Teachers who did go to school “found the doors locked,” she said.

“My bill would close that type of loophole which allowed the closure of the schools in this manner,” Townsend said. “If HB2018 were to pass, a Legislator would be able to refer this action to the Attorney General for investigation.”

While the bills’ authors say these measures would improve education, the head of the Arizona Education Association said he thinks they’re retaliatory.

“It’s truly unfortunate that instead of focusing on Arizona’s teacher vacancy crisis … a few legislators introduced several bills this session aimed at silencing the voice of teachers and other education support professionals,” said AEA President Joe Thomas, a social studies teacher.

He said last year’s walkout was successful because it secured more resources for schools. But these bills don’t.

“They wrote the bills as direct retaliation for our successful efforts last spring. None address the teacher crisis. None help raise our school funding to what (it) was in 2008 (we are $700 million lower now). None will pass.”

Oklahoma would permanently ban any teacher who walks out

What teachers did: Like West Virginia, teachers in Oklahoma ranked in the bottom three states for teachers’ salaries. Some Oklahoma teachers worked almost 10 years before cracking the $40,000 mark.

But the fight wasn’t just about raises. Oklahoma teachers walked out to demand more school funding, as some high school students read from textbooks as old as they were. Sometimes, 70 students had to share 25 textbooks.

Shortly before the walkout, Gov. Mary Fallin approved an average raise of $6,100 for teachers, $1,250 for support staff and a $50 million increase in education funding — fractions of what teachers wanted.

So hundreds of teachers flooded the state capital for nine days. But lawmakers didn’t budge.
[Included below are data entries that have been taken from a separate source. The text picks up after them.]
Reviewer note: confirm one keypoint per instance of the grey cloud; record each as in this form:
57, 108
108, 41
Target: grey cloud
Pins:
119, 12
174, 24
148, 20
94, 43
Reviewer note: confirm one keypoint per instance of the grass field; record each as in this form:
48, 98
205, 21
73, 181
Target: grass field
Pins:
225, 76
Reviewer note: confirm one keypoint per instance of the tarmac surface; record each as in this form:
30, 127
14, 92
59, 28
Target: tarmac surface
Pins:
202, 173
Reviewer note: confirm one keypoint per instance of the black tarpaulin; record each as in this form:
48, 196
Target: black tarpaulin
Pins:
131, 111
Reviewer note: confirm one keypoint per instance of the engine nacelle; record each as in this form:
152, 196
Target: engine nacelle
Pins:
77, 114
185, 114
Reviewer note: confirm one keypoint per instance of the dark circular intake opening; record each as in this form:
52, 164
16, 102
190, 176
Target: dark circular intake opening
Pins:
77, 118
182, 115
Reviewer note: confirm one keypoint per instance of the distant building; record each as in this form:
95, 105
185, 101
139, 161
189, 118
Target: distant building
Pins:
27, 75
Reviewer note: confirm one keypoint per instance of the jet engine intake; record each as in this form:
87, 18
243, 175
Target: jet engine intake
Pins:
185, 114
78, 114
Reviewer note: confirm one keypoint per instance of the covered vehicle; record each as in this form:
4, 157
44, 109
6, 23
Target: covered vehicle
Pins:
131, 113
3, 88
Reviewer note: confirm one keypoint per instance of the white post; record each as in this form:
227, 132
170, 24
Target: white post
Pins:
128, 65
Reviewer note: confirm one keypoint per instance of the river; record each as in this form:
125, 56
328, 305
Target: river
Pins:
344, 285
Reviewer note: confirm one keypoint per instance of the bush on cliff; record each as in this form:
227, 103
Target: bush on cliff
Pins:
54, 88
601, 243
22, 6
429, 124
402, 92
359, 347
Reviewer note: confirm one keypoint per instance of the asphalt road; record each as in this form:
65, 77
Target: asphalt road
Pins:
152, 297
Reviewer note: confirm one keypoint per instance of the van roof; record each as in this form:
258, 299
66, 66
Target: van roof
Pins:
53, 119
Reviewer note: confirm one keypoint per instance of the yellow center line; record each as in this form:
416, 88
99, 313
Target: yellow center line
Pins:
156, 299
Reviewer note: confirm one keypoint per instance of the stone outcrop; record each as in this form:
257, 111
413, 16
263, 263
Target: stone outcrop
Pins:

The walkout ended with no additional funding beyond what the governor approved.

What’s happening now: Oklahoma House Bill 2214 would make it illegal for teachers to walk out and protest again.
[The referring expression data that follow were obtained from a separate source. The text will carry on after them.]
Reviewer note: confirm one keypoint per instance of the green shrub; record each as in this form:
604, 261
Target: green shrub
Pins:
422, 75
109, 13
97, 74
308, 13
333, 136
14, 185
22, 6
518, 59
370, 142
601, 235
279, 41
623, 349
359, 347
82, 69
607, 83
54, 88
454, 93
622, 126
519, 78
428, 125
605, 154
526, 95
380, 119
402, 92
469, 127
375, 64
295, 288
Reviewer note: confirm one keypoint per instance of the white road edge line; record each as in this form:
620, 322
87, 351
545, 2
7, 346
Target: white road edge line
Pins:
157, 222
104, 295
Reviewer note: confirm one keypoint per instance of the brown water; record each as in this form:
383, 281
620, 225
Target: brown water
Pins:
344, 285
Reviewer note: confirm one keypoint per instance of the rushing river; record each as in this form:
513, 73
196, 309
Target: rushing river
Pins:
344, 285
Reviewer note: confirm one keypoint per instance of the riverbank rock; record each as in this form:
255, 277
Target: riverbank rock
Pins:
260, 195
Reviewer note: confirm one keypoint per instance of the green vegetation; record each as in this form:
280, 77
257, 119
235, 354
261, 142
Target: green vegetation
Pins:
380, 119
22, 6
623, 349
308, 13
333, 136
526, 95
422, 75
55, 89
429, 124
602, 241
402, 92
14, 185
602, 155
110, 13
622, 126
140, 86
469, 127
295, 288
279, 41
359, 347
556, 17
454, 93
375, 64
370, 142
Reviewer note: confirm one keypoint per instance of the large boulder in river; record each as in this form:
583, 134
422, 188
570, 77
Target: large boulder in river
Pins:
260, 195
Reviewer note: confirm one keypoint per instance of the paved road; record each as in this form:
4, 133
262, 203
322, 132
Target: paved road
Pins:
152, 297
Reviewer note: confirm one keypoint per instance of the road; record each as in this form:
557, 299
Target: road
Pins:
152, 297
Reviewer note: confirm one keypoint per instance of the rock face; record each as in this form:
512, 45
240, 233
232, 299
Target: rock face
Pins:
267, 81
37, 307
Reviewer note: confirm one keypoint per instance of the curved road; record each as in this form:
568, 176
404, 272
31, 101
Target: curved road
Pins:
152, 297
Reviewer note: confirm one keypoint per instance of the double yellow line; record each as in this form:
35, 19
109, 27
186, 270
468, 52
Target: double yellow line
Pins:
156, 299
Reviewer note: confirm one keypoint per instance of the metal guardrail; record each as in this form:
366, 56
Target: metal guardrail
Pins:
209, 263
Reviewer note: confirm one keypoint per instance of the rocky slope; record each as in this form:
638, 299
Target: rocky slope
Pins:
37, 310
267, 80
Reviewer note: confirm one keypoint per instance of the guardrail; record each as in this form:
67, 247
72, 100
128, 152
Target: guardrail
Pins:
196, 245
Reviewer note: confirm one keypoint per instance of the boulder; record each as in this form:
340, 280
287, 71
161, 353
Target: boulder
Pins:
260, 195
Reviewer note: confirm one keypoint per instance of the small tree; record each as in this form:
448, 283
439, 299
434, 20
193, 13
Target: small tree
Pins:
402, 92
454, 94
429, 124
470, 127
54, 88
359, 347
But HB 2214 doesn’t stop there — it would also permanently revoke certifications of teachers who break the rule, preventing them from teaching in the state again.
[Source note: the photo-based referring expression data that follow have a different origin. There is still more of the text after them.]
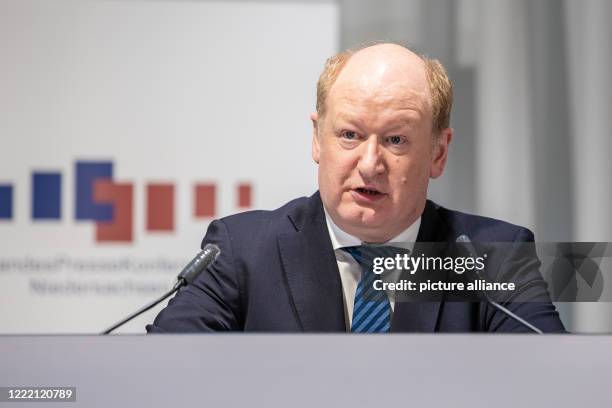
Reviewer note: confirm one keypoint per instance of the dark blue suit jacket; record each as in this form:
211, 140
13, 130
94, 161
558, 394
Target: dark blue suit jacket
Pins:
277, 272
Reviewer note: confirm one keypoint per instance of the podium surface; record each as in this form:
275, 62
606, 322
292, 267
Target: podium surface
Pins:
286, 370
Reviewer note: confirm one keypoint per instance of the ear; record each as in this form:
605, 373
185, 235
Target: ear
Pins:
314, 117
440, 153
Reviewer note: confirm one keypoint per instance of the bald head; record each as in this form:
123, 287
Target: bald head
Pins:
385, 70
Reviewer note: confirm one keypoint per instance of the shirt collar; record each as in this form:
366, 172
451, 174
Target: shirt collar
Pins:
340, 238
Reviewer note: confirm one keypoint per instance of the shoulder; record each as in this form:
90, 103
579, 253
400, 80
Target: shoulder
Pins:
480, 228
256, 226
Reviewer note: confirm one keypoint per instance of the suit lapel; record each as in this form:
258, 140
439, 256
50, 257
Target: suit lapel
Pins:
311, 270
422, 316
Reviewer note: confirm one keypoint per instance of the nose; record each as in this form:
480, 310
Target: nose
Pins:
371, 161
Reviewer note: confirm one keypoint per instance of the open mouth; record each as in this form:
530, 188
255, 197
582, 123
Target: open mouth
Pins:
368, 191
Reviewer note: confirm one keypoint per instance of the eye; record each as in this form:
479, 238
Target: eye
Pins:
349, 135
396, 140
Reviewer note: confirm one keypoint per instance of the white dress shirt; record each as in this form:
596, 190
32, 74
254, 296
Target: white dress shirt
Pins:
350, 271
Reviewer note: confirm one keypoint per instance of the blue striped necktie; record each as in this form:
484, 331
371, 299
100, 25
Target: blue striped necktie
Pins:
371, 310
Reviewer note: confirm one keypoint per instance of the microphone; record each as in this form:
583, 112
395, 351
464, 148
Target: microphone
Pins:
202, 260
465, 241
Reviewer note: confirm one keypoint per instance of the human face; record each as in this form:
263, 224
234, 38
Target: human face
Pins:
376, 153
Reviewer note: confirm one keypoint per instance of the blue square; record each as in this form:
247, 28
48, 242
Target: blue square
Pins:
87, 173
46, 196
6, 202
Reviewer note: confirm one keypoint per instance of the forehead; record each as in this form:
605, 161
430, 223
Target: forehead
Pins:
376, 81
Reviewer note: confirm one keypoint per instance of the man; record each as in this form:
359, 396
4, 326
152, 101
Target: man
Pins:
381, 131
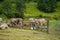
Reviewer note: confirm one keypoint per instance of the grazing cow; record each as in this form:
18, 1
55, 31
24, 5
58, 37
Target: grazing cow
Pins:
1, 21
16, 21
26, 24
3, 26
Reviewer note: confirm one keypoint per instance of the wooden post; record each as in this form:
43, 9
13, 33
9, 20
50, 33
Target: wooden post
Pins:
47, 25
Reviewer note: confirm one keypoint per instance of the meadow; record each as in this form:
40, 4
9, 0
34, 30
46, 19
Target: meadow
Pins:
27, 34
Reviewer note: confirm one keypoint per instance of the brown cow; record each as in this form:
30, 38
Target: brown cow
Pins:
37, 22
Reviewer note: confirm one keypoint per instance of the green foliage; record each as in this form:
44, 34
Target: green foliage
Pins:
13, 9
20, 8
47, 5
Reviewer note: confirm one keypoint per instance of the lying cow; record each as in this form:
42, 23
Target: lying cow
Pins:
3, 26
16, 21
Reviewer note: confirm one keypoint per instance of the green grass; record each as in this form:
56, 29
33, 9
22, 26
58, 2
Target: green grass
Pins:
23, 34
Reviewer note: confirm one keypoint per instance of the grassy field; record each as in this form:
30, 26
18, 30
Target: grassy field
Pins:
31, 10
27, 34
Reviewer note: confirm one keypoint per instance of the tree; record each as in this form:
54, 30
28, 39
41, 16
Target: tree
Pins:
20, 8
47, 5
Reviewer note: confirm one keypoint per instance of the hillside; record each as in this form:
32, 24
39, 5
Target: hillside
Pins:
31, 10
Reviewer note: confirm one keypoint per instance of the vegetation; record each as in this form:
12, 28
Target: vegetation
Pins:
22, 34
47, 5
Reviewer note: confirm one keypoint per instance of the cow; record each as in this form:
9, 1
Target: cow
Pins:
1, 21
4, 25
16, 21
37, 22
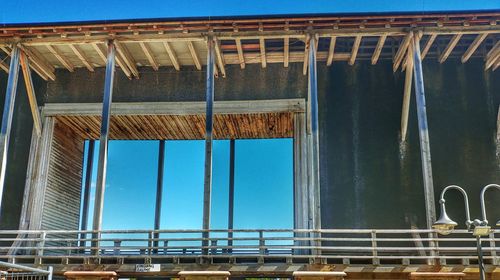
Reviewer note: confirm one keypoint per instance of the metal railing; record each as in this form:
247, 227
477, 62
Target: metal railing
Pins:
10, 271
374, 246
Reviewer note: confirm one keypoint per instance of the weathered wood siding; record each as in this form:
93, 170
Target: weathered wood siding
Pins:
61, 209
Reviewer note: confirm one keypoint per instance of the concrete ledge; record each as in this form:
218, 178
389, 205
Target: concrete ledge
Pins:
90, 275
319, 274
437, 275
204, 273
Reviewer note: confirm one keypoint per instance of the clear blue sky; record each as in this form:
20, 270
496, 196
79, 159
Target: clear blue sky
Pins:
32, 11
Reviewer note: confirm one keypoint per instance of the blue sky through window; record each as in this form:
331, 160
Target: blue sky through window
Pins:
263, 184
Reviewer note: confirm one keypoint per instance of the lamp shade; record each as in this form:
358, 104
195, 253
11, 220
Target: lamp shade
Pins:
444, 225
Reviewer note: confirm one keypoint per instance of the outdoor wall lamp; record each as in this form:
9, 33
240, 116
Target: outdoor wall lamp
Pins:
444, 225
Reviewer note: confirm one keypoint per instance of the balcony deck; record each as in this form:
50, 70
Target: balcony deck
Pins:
248, 252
The bill’s author, state GOP Rep. Todd Russ, said the main point is to make sure kids don’t suffer a disruption in their education.

“Students deserve to be in their classrooms learning and preparing for their next grade and their next phase of life,” Russ said.

He said the new bill fixes a loophole in the existing law. It’s already illegal for teachers to go on strike in Oklahoma.

But last year’s protest was a “walkout” — not a “strike.”

In Oklahoma, a strike happens when teachers protest against a school board while they’re supposed to be in school.

But for last year’s “walkout,” many teachers told their administrators they’d be absent. That forced some school districts to cancel classes since there wouldn’t be enough educators in the schools.

And because many schools were closed, teachers could protest at the capitol without punishment.

Russ said the Oklahoma Education Association skirted the law and he wants to prevent that from happening again.

“Much like air traffic control operators and other union groups that are not allowed to strike based on the safety or well-being of third parties, teachers’ unions also understood when House Bill 1017 passed in the 1990s that it would be illegal for them to strike again because of the disruption in classrooms,” he said.

“Thus the reason for the new language.”

His new bill states: “It shall be illegal for the board of education or school district employees … to strike or threaten to strike or otherwise close schools or interfere with school operations as a means of resolving differences with the board of education, the State Department of Education, the State Board of Education, the Legislature or any other public official or public body.”

But the president of the OEA said she thinks the bill is “retaliation” for last year’s walkout. Alicia Priest said students didn’t miss much education, because some districts added missed days to the end of the school year.

She said it was the threat of a walkout that spurred lawmakers to give schools more funding.

Had teachers been forbidden to walk out, she said, “we would not have gotten the increase for our students that we gained.”